Mit den beiden Autoren widmen sich zwei ausgewiesene Experten einem Themenfeld, welches trotz der langen Forschungstradition und den bereits zahlreich erschienenen Detail- und Gesamtstudien nicht an Faszination eingebüßt hat und sich mehr denn je – auch durch größtenteils hochwertige touristische Erschließung – geschichtlich Interessierten in mannigfaltiger Form präsentiert.

Optisch ansprechend gestaltet mit zahlreicher aktueller und zumeist sehr hochwertiger Bebilderung möchte das Buch die vielen „unterschiedlichen Limesanlagen in einer Gesamtschau zeigen und mit den aktuellen Ergebnissen der archäologischen Forschung verbinden.“ (S. 7) Entsprechend gliedert es sich in schlüssiger Reihenfolge auf und behandelt die Entwicklung hin zur mitunter stark gesicherten Festungslinie (Kapitel 1), widmet dann den drei Teilabschnitten des Limes in angemessener Tiefe den Hauptteil des Buches (Kapitel 2–4) und beschließt die Abhandlung mit der zwangsläufig angepassten römischen Verteidigungsdoktrin im 4. nachchristlichen Jahrhundert (Kapitel 5).

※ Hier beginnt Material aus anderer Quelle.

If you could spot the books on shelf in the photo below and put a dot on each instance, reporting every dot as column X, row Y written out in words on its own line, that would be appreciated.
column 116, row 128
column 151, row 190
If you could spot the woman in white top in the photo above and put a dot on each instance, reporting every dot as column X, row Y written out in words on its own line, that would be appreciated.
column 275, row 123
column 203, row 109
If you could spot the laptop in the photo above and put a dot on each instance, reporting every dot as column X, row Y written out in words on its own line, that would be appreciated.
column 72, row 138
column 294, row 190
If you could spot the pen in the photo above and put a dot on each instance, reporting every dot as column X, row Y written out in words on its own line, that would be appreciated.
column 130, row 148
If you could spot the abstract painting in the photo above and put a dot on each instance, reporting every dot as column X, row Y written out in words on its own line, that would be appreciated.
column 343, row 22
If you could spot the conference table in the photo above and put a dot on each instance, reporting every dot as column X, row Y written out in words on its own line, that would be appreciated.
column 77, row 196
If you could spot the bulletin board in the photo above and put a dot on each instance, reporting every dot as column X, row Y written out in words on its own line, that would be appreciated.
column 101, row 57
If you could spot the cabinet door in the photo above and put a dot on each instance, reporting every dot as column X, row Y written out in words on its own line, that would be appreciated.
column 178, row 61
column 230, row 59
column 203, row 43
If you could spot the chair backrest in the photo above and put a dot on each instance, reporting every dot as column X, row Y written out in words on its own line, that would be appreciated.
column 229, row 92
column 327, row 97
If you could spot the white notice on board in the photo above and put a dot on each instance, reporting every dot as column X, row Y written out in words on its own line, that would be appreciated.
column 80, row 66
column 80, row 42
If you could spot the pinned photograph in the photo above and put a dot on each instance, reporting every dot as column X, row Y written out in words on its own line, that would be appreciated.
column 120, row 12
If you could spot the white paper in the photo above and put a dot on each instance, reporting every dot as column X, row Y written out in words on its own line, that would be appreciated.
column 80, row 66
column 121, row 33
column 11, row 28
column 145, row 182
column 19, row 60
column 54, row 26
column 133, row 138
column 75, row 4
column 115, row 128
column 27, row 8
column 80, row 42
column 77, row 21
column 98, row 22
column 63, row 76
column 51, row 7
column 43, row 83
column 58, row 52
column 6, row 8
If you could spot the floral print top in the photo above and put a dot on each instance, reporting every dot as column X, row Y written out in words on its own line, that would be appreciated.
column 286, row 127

Ausgehend von frühen Expansionsbestrebungen während des 1. Jahrhunderts n.Chr. zeichnen Reuter und Thiel im Kapitel „Der lange Weg zum Limes – Entwicklung der römischen Grenzanlagen“ (S. 9–41) in gebotener Kürze die politischen und militärischen Veränderungen nach, die zur Sicherung der Flussgrenzen in Niedergermanien und an der Donau führten. Parallel skizzieren sie die Vorverlegung der Grenzanlagen unter den Flaviern am Oberrhein sowie die Ausbaustufen unter Traian oder Hadrian, bevor sich dann nach dem 3. Jahrhundert ein strategischer Wandel in der Grenzverteidigung andeutet.

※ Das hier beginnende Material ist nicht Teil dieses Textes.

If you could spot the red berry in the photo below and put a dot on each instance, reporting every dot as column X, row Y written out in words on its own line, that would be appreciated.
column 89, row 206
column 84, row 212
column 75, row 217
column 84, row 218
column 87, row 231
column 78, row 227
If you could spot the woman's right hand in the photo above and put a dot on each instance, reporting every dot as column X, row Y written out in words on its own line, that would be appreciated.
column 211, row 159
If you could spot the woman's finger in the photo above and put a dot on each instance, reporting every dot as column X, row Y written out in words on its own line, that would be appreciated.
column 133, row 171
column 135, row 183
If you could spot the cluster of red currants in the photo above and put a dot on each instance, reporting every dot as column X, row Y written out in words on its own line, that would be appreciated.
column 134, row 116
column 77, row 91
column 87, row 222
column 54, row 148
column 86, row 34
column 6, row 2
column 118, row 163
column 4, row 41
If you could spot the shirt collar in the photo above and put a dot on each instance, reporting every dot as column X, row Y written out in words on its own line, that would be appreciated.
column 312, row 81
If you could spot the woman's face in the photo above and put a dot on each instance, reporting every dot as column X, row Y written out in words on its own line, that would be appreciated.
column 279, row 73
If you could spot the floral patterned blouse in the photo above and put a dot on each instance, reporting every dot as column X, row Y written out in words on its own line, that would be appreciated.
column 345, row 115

Im zweiten Kapitel (S. 43–77) widmen sich die Autoren nun dem nördlichsten Grenzabschnitt von Remagen bis nach Katwijk-Brittenburg an der Rheinmündung. Trotz der starken Truppenreduktion vom 1. bis zum Anfang des 2. Jahrhunderts, in der sich der Schwerpunkt römischer Militäraktionen in den Süden nach Raetien verschob, blieb der Rhein als Grenzfluss zwischen Imperium und Barbaricum nahezu 400 Jahre lang bestehen. Auch die kurze Zeit der Abspaltung des sogenannten Gallischen Sonderreiches aus dem imperialen Machtbereich zog keine grundsätzliche Schwächung der Grenze nach sich. Ungünstige geographische Erhaltungsbedingungen sind für eine schmale archäologische Basis verantwortlich, wodurch die Rekonstruktion der Wehranlagen erschwert wird oder zum Teil unmöglich gemacht wurde. In kurzer Abhandlung wird eine Auswahl der bekannten römischen Truppenstützpunkte im heute niederländischen Bereich des Limes beleuchtet. Dabei streuen Reuter und Thiel Befundsituationen von Militaria, Ziegelstempeln oder Baustrukturen ein und zeichnen den wissenschaftlichen Erkenntnisweg nach. Wie im Fall des Lagers Traiectum liefern sie auf inschriftlicher Basis belegte Truppenkontingente und zeigen in ihrer Darstellung die stark lückenhafte Überlieferungssituation von Standorten bezüglich der stationierten Soldaten bzw. deren Verlegungen im Lauf der Zeit auf.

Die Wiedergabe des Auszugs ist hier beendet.